CTB: 'Corpora, Text Editions and Sources'
CTB was founded in 2000 under the name Centrum voor Teksteditie en Bronnenstudie (Centre for Scholarly Editing and Document Studies). In 2025, a new interpretation was given to the acronym, based on the Dutch words describing three main pillars of our work: Corpora, Text editions and Sources. CTB is the department for digital documentation of the Royal Academy of Dutch Language and Literature (KANTL). CTB conducts fundamental and applied scientific research in the disciplines of scholarly editing, text editing, dialectology, and historical corpus research. Special attention is given to the use of digital technology in linguistic research. In this field, CTB is a unique institution in Belgium and the Low Countries as well as an international front-runner.
Over the years, CTB has developed into the centre of expertise in Flanders in the field of scholarly editing. It has become an internationally respected pioneer in the innovative and advanced use of ICT and text technology in linguistic and literary research.
Main activities
A major component is the DALF project – Digital Archive of Letters in Flanders – which develops a theoretical and technical framework based on XML (eXtensible Markup Language) and TEI (Text Encoding Initiative) for the construction of a corpus of encoded descriptions and transcriptions of letters, with a strong focus on the correspondence of Flemish authors from the nineteenth and twentieth centuries. From this textual database, annotated reading and scholarly editions can easily be generated (online or in print) of the archived correspondence. These provide linguists and literary scholars as well as historians and other researchers with important data on the lives and work of the correspondents, and on the literary, political and historical climate in which they operated. At the same time, (socio-)linguists, historical linguists, linguistic geographers, and scholars engaged in diachronic and synchronic research can generate rich datasets from the textual database. Such a corpus can serve as the basis for (comparative) stylistic research, statistical analysis, and lexicology. Central to this is the document architecture and the consistent encoding of the corpus guaranteed by the DALF DTD. Wherever possible, the correspondence is also digitised and stored as image files with the necessary metadata to optimally guarantee preservation, accessibility, and interoperability. In this way, CTB contributes to the digitisation of cultural heritage and works in a complementary and constructive manner with the various (literary), public and private archives that often lack the required expertise. The DALF Guidelines for the Description and Encoding of Modern Correspondence Material, developed within the DALF project, are used, among others, for the encoding and publication of correspondence in various institutions, institutes, and research centres.
In addition to letter editions, CTB focuses on uncovering the genealogical process of poetry and prose. A fine-grained annotation and typology of corrections and variants between manuscript, typescript, proofs, and successive editions make it possible to present these variants in a clear and accessible way in a digital variant edition.

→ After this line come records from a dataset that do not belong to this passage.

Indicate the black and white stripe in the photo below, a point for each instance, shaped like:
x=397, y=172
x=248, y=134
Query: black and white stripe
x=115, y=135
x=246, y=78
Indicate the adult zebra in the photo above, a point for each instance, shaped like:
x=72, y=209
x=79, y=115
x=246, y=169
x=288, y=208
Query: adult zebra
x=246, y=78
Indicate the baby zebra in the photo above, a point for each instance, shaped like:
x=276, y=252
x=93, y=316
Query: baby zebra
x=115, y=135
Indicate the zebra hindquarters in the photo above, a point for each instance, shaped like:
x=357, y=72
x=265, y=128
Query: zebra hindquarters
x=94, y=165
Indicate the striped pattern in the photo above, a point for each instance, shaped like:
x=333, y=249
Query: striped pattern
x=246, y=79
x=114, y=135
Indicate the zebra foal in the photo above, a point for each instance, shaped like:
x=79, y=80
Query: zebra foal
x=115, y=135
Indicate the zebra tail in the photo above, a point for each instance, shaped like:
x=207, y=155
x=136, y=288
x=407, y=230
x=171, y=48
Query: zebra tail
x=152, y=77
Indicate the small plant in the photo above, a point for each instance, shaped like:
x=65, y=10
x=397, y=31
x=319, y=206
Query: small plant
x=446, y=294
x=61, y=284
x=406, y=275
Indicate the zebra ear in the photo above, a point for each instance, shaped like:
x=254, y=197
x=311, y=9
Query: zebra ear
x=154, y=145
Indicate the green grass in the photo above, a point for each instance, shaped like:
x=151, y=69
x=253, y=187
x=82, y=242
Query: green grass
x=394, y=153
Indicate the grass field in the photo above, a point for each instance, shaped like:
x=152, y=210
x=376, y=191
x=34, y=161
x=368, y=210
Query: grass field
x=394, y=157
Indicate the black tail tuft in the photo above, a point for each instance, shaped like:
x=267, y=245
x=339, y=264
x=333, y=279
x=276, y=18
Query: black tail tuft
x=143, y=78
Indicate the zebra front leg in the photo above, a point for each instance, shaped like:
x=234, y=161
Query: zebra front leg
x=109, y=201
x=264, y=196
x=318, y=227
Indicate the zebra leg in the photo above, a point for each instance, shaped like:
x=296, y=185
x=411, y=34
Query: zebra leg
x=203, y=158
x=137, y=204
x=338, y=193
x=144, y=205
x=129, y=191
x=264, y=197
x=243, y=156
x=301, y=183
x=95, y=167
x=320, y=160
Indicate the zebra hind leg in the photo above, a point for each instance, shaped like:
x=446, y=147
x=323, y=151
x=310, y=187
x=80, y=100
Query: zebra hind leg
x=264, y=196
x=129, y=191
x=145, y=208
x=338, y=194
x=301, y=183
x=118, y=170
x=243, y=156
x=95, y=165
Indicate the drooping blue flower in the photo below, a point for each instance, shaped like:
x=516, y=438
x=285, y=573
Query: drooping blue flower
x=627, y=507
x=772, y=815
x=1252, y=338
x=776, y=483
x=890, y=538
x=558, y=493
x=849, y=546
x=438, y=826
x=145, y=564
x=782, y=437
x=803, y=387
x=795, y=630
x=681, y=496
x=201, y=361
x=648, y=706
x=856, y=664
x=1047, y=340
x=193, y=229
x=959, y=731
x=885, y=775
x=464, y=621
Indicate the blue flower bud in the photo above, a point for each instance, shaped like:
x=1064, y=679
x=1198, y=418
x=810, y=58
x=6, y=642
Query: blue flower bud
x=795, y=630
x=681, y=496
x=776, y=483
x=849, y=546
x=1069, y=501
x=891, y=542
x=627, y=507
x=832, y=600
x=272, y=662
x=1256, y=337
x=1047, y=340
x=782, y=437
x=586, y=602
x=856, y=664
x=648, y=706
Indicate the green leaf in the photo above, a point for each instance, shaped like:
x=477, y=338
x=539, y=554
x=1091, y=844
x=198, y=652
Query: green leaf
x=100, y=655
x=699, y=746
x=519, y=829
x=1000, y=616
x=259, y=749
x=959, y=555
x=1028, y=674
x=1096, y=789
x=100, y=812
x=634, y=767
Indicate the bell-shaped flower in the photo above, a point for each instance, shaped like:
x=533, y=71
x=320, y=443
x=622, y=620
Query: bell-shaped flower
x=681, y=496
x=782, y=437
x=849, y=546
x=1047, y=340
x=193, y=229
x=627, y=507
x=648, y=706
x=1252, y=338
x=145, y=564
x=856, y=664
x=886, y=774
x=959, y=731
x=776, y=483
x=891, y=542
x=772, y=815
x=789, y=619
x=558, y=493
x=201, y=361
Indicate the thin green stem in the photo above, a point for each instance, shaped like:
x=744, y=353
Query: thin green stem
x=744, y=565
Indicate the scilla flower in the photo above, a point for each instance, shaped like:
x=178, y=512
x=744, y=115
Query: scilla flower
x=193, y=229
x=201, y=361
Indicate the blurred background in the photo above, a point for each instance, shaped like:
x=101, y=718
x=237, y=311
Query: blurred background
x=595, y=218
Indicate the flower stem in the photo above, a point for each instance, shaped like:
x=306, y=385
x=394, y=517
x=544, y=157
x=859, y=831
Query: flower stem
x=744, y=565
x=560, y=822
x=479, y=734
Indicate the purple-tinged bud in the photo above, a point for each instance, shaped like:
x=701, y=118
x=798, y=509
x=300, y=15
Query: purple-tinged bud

Here too, we emphasise the maximum accessibility of digitised source material through the advanced use of metadata standards in imaging technology, such as IIIF (International Image Interoperability Framework). This open set of standards makes it possible to enrich and share digital images via metadata.
Finally, through the creation and enrichment of digital linguistic corpora, CTB fulfils an important objective of KANTL: the preservation and accessibility of Flemish linguistic heritage.
A new beginning for CTB
Following the renewed activity of CTB in 2024–2025 and the accompanying name change (Corpora, Text Editions and Sources), the digital documentation department of KANTL aims to build further on the expertise acquired in the past. Existing digital resources have been enhanced and made sustainable; we are making steady progress on the publication of more than 8,000 letters from the Gezelle Archive; an extensive variant edition of Elias of het gevecht met de nachtegalen by Maurice Gilliams has been published; and new prose variant editions are in preparation. In the future, CTB also intends to continue its commitment to the preservation and accessibility of linguistic sources through the publication of bibliographies and linguistic databases, and by reporting research results on language and literature in collaboration with partner organisations.